Les + :
- Un film très immersif, qui prend aux tripes
- Une mise en scène inventive
- Une beauté visuelle envoûtante
- Des envolées mystiques à couper le souffle
LES – :
Un scénario assez simple, mais peu importe !
Nous sommes en l’an 895 chez les vikings. Le roi Horvendill (Ethan Hawke) se fait assassiner par son propre frère, Fjolnir (Claes Bang) et ce, sous le regard horrifié du jeune prince Amleth. Le traître Fjolnir a commis le crime fratricide pour s’emparer du trône, mais aussi de la reine Gudrun (Nicole Kidman) mère d’Amleth. Ce dernier réussit à échapper aux tueurs lancés à ses trousses par son oncle. Avant de prendre la fuite, Amleth jure de venger son père. 20 ans plus tard, le prince exilé (Alexander Skarsgard) est devenu un guerrier berseker des plus redoutables, bien décidé à mener à bien sa vengeance…
Après seulement deux films – deux coups de maître que sont The Witch (2015) et The Lighthouse (2019) – le jeune Robert Eggers est déjà beaucoup plus qu’un réalisateur prometteur : c’est une valeur sûre. Tout comme son compatriote Ari Aster, il a connu une ascension météorique grâce à la richesse indéniable de ses films et à l’audace de ses partis pris. Eggers et Aster font partie des fers de lance de l’ elevated horror, ce sous-genre qui utilise les codes du film d’horreur pour proposer des œuvres artistiquement ambitieuses, traitant parfois de sujets réalistes.
Avec The Northman, Robert Eggers revient à la source de la légende d’Hamlet, pour en faire quelque chose de très différent de la version shakespearienne. Et on comprend immédiatement ce qui a pu attirer Eggers dans cette pure histoire de vengeance. Ses deux précédents films montrent clairement la véritable fascination qu’éprouve le réalisateur américain pour les mondes anciens où magie et mythologie sont une réalité, où l’homme est encore en contact étroit avec ses instincts les plus primaires. Des mondes brutaux où l’être humain n’est pas encore domestiqué et n’a pas encore perdu contact avec les dieux ténébreux.
Ainsi Robert Eggers s’en donne à cœur joie pour proposer avec The Northman, une fresque débordant de fureur, de sorcellerie et de beauté tragique. Nous voilà en présence d’un film pas forcément facile à classer. Car The Northman est un revenge movie qui lorgne tout à la fois du côté de Shakespeare, de la tragédie grecque et de Conan le Barbare ! C’est un film d’auteur ayant des faux airs de blockbuster, avec sa violence graphique sans concession et son côté spectaculaire, qui est capable de fulgurances poétiques absolument dingues.
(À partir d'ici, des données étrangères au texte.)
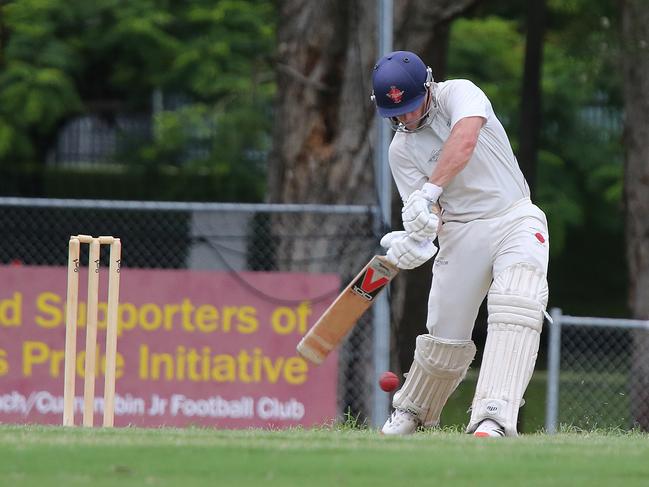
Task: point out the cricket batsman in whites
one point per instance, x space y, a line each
450 152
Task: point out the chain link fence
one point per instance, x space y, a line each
593 373
214 236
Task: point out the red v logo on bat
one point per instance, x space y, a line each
369 284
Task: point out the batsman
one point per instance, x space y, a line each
451 152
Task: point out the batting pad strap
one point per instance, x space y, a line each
517 299
437 369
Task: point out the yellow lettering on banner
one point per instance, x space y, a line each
49 304
273 369
187 309
37 354
201 365
224 368
4 363
150 317
303 313
11 310
248 322
170 311
285 320
206 318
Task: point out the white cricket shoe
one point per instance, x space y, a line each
400 422
489 428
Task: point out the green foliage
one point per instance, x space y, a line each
70 57
579 165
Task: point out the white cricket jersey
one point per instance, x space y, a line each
489 184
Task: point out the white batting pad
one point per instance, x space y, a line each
517 300
437 369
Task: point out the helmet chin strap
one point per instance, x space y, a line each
429 113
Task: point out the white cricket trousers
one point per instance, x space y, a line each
471 255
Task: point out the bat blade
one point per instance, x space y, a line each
341 316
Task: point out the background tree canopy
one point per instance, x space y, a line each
200 71
202 74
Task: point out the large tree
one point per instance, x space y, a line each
635 36
324 125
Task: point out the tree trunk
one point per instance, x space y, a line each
324 132
531 92
635 42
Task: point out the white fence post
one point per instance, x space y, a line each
554 364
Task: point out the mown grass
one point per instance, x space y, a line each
328 456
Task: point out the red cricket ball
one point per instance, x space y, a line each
388 381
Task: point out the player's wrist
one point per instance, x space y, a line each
431 191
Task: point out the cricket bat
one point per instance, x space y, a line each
341 316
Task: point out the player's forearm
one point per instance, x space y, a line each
457 150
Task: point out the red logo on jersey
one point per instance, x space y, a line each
369 284
395 94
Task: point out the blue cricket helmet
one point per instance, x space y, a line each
400 81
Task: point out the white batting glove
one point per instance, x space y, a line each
419 220
406 252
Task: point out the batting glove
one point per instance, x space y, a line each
419 219
406 252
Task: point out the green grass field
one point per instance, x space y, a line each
339 456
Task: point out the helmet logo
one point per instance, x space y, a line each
395 94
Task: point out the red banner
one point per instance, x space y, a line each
194 348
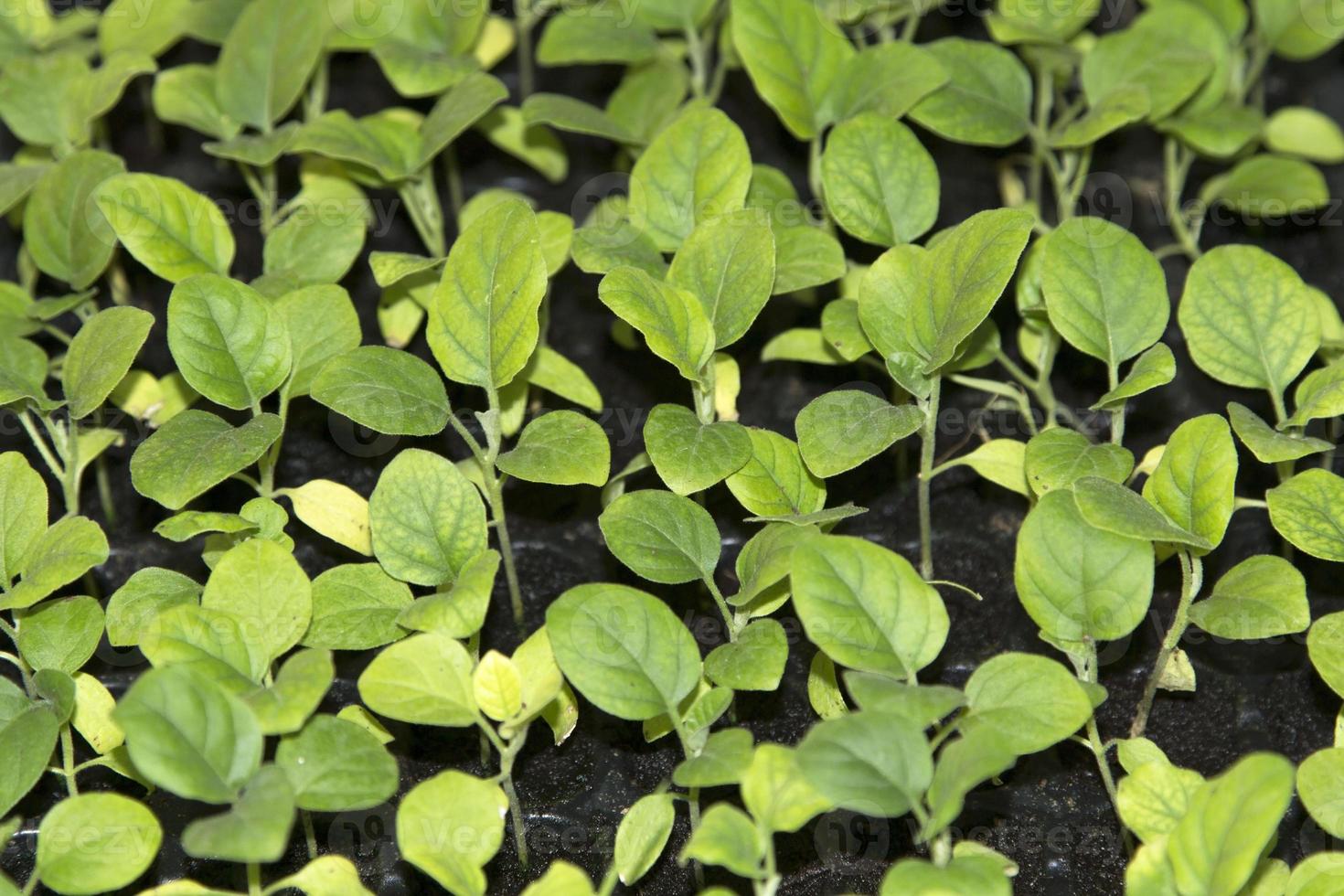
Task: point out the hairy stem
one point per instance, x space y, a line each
1117 412
1191 572
929 438
1176 162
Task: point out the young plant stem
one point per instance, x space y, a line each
526 17
485 457
1176 162
68 759
1192 574
1087 673
1117 412
309 835
508 752
421 200
928 452
40 445
692 795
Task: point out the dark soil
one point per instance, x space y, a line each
1050 813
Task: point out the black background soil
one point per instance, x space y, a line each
1050 813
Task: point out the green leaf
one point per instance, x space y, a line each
195 452
229 341
23 512
465 103
1105 292
100 357
774 481
28 739
560 448
355 607
190 736
987 102
534 145
1298 131
65 552
1306 511
1195 483
1152 369
65 235
1320 395
1220 132
661 536
969 269
483 323
60 635
300 686
1077 581
775 793
145 594
256 829
1270 187
325 876
964 764
1149 55
974 873
1326 647
96 844
263 587
1267 443
323 324
880 183
186 96
1057 458
386 389
386 143
428 520
843 429
795 58
1115 111
266 59
1217 845
674 321
624 650
869 762
323 234
728 263
887 78
754 661
726 837
1263 597
583 37
866 606
1000 461
1247 318
167 226
460 612
336 766
1029 703
723 759
575 116
805 257
425 680
1156 795
698 168
1120 509
1060 23
691 455
210 643
472 809
643 836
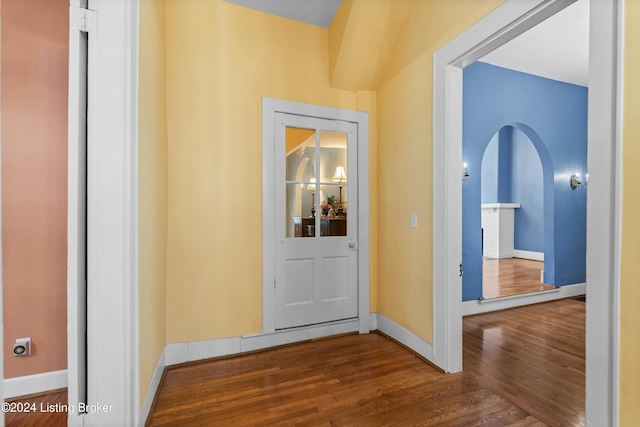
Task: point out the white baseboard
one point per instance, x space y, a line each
153 390
200 350
485 306
37 383
405 336
536 256
174 354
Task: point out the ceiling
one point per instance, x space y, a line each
314 12
557 48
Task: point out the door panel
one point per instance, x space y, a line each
316 271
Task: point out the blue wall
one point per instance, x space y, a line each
512 173
553 116
527 189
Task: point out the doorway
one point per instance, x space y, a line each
502 25
315 183
315 216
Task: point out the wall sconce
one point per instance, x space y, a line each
340 177
575 181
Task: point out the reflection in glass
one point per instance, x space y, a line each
316 203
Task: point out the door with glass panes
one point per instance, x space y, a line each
316 221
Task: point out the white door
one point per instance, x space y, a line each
316 220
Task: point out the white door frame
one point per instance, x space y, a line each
1 276
604 212
269 108
113 362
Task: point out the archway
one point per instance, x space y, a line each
517 216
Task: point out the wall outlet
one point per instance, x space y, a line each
22 347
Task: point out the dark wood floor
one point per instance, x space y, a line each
511 276
43 410
523 367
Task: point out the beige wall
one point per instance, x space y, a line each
34 182
630 268
221 59
152 182
405 101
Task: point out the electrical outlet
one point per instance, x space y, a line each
22 347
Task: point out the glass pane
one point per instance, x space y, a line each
301 197
333 214
301 154
333 191
300 219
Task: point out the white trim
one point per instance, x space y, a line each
617 258
603 228
112 270
500 26
269 108
37 383
535 256
153 390
488 305
604 213
206 349
2 390
405 337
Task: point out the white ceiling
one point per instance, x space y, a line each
315 12
557 48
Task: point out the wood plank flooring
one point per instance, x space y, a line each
534 356
31 411
511 276
523 367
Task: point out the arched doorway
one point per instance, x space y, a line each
515 214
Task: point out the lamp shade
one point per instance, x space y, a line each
340 175
312 184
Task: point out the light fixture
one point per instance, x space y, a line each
340 177
312 188
575 181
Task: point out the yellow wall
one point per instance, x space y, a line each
405 102
152 176
221 59
630 269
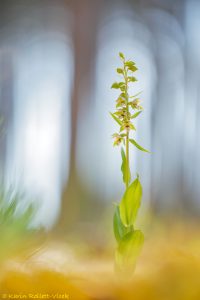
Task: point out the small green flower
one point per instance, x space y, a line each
118 138
120 102
127 125
135 104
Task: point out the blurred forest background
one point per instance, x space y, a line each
57 63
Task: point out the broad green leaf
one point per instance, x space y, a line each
121 55
138 146
129 64
120 71
124 166
133 68
116 119
130 203
132 79
115 85
119 229
136 114
128 250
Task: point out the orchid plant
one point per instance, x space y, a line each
128 108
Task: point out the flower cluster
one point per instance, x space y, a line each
125 103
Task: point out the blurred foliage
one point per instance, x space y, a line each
16 218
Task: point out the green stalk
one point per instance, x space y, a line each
127 132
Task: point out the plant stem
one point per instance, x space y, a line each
127 132
127 159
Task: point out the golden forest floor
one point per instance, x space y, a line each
167 269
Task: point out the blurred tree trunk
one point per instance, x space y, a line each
86 14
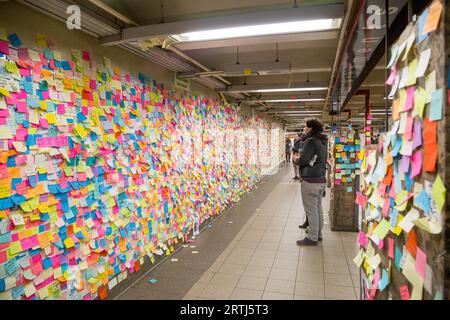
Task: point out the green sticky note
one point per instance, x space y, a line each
382 229
438 193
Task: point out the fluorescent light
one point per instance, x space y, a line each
290 89
294 100
259 30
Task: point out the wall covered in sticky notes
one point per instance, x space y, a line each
100 168
344 174
403 185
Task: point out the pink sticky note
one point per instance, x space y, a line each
4 47
11 100
421 262
391 79
21 188
409 99
404 292
86 56
417 136
416 160
43 123
21 134
61 109
391 248
362 238
404 164
409 128
21 159
25 72
385 210
21 106
45 95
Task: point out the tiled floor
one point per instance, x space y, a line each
257 257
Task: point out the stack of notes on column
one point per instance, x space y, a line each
347 163
402 193
98 171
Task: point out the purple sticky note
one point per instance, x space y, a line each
14 39
4 47
421 262
409 99
416 160
86 56
404 164
417 136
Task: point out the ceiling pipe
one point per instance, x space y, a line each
120 16
341 49
112 11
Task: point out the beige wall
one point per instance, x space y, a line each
26 22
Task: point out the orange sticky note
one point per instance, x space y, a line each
396 109
434 17
430 146
411 243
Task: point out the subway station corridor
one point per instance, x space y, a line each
250 252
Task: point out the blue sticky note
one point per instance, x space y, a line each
398 257
11 266
436 105
18 292
421 22
14 39
48 54
384 281
5 238
422 201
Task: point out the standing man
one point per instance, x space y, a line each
288 150
312 163
296 149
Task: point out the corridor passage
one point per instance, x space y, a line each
250 252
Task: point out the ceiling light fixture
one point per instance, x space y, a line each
294 100
290 89
260 30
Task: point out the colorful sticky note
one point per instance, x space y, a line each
434 17
436 106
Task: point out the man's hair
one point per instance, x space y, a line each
315 125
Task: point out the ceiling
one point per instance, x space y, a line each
311 55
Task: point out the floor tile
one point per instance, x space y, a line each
224 280
309 289
339 292
246 294
310 277
283 286
269 295
254 283
338 279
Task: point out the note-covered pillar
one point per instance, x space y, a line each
343 214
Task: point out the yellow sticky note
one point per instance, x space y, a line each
41 40
3 35
68 242
5 132
5 188
20 146
438 193
11 67
51 118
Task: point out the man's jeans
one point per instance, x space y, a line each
312 194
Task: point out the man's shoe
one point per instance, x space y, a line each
304 226
307 242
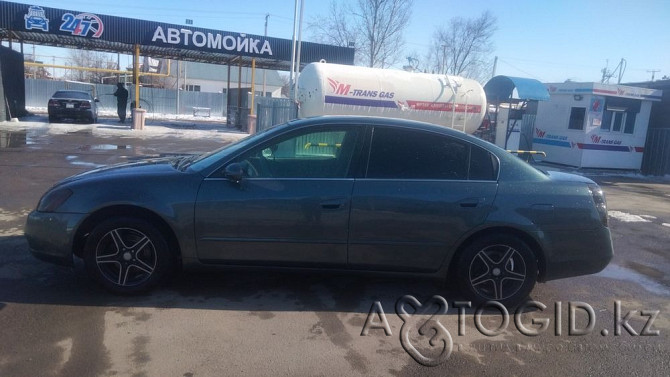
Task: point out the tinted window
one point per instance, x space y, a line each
306 154
71 94
411 154
483 166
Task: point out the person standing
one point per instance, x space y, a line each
121 101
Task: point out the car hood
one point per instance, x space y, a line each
568 177
151 166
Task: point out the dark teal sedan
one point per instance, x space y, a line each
342 193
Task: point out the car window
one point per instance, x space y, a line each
483 165
70 94
323 153
410 154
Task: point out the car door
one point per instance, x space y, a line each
290 208
421 192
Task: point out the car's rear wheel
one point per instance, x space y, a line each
497 267
127 255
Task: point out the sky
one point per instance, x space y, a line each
549 40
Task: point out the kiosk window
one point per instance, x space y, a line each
577 115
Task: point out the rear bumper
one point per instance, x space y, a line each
577 253
51 235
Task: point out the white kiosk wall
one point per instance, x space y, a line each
594 125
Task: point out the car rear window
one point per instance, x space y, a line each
410 154
71 94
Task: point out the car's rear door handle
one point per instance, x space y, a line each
334 203
470 202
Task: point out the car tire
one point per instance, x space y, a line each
127 255
497 267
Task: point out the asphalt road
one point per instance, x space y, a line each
55 322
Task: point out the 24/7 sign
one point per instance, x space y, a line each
82 24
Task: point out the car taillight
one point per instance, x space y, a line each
600 202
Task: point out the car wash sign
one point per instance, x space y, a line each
70 28
212 40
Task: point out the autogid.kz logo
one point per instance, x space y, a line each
421 323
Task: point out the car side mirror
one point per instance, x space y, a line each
234 172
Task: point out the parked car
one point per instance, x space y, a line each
73 104
341 193
36 19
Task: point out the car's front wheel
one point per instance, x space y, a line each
127 255
497 267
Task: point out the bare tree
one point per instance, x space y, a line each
90 59
374 26
336 27
464 46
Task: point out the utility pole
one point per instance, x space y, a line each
444 59
267 15
653 73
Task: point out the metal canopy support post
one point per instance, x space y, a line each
253 85
178 73
297 57
136 75
239 92
228 95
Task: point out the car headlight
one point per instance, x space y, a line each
53 199
600 202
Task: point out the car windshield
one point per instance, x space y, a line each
204 160
71 94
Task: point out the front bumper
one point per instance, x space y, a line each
51 235
577 253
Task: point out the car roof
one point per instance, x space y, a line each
376 120
71 91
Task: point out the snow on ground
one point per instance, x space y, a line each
156 126
626 217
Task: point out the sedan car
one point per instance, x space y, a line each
73 104
360 194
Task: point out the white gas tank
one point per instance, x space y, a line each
333 89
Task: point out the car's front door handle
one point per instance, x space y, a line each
333 203
470 202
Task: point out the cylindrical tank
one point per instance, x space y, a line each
333 89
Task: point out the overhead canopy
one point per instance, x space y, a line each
66 28
500 89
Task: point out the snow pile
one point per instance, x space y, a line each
626 217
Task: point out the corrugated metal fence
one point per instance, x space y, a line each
656 159
154 100
273 111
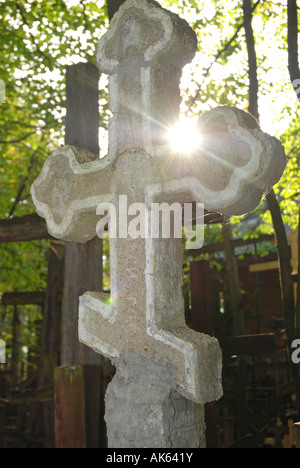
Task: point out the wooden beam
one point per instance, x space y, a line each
248 344
265 266
28 397
23 228
219 246
297 434
70 427
23 298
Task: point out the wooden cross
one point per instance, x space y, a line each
144 52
The Northman se révèle aussi libre et déroutant que son réalisateur. Quoique bénéficiant d’un budget proche d’un blockbuster lambda, on espère que Eggers ne se laissera pas happer de sitôt par le cinéma commercial mainstream. Habitué à tout contrôler (mise en scène, scénario, production) le prodige américain a de toute façon tout intérêt à ne pas céder aux mirages hollywoodiens.
Outre la créativité, le talent visuel et l’ambition de son réalisateur, The Northman peut également compter sur l’interprétation d’acteurs chevronnés comme Ethan Hawke, Claes Bang, Willem Dafoe et Nicole Kidman (qui ne sait pas mal jouer. Cette actrice est une horloge suisse !). Dans le rôle principal, Alexander Skarsgard interprète son personnage de façon honorable et brille par sa présence physique, animale. Il se fait néanmoins parfois un peu voler la vedette par l’extraordinaire Anya Taylor Joy, qui, une fois de plus, crève l’écran. C’est Robert Eggers qui a lancé la carrière de l’actrice au cinéma ; elle est en quelque sorte sa muse. On a hâte de voir ce que ces deux-là peuvent proposer si le projet (apparemment très difficile à monter) Nosferatu avance.
CONCLUSION :
The Northman est un film qui pourra décevoir une partie du public. Mais il constitue néanmoins une proposition de cinéma absolument précieuse. On tient là probablement un des meilleurs films de ces dix dernières années. L’avenir nous dira si, un jour, il sera considéré comme un classique. Le potentiel est là en tout cas.